Microsoft has open-sourced a text encoder named Glyph-ByT5-v2. This text encoder is highly functional, supporting the generation of exquisite images in over ten different languages. This feature provides great convenience for users from different linguistic backgrounds, allowing them to easily create images using it.
In addition, Microsoft has paired an SDXL model with this text encoder. This SDXL model performs exceptionally well, capable of directly generating Chinese posters and rich content. From the demonstration, the layout is very impressive, with professional and aesthetic choices in font selection, layout design, and color matching.

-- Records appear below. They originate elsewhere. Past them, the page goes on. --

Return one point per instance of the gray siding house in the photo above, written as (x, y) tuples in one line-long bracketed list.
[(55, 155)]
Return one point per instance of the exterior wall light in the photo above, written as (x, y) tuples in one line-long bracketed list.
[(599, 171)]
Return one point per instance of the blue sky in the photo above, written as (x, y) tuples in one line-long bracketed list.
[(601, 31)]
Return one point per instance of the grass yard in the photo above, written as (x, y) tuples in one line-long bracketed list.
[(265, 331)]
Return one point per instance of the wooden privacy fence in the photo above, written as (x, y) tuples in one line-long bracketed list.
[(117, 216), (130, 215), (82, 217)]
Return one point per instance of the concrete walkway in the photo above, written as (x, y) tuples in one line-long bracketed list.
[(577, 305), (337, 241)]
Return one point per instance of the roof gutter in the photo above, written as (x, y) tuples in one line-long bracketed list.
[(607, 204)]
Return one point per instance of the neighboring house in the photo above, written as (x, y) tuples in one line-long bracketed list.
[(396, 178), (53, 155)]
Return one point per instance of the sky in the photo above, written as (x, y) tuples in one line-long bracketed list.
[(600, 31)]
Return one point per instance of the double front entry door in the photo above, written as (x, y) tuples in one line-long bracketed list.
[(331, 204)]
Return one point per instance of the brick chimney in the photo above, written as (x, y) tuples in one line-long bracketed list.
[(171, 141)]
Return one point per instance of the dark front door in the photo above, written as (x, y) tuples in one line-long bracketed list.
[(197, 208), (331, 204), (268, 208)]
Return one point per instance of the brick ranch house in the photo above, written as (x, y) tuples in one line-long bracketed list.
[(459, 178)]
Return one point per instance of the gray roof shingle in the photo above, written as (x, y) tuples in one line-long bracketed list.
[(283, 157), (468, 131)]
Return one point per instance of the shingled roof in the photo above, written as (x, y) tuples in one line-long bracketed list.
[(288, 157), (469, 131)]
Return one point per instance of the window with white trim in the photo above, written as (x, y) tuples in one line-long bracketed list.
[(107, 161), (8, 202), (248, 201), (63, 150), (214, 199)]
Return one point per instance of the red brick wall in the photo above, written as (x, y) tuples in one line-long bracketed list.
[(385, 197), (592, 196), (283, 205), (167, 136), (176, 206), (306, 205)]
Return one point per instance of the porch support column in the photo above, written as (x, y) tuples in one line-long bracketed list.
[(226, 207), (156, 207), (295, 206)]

During the development process, Microsoft created a high-quality multilingual character text and graphic design dataset. This dataset is massive, including over 1 million character text pairs and 10 million graphic design image text pairs. Moreover, it covers nine additional languages, providing abundant resources for research on character text and graphic design in a multilingual environment.
At the same time, Microsoft has also constructed a multilingual visual paragraph benchmark dataset. This dataset includes 1000 prompts, with 100 for each language. Its purpose is to evaluate the accuracy of multilingual visual spelling, providing an important benchmark for improving the quality of multilingual visual creation.
Technologically, Microsoft has adopted the latest step-aware preference learning method. This method effectively enhances the visual aesthetic quality, making the generated images and posters more visually appealing, with greater artistic and aesthetic value.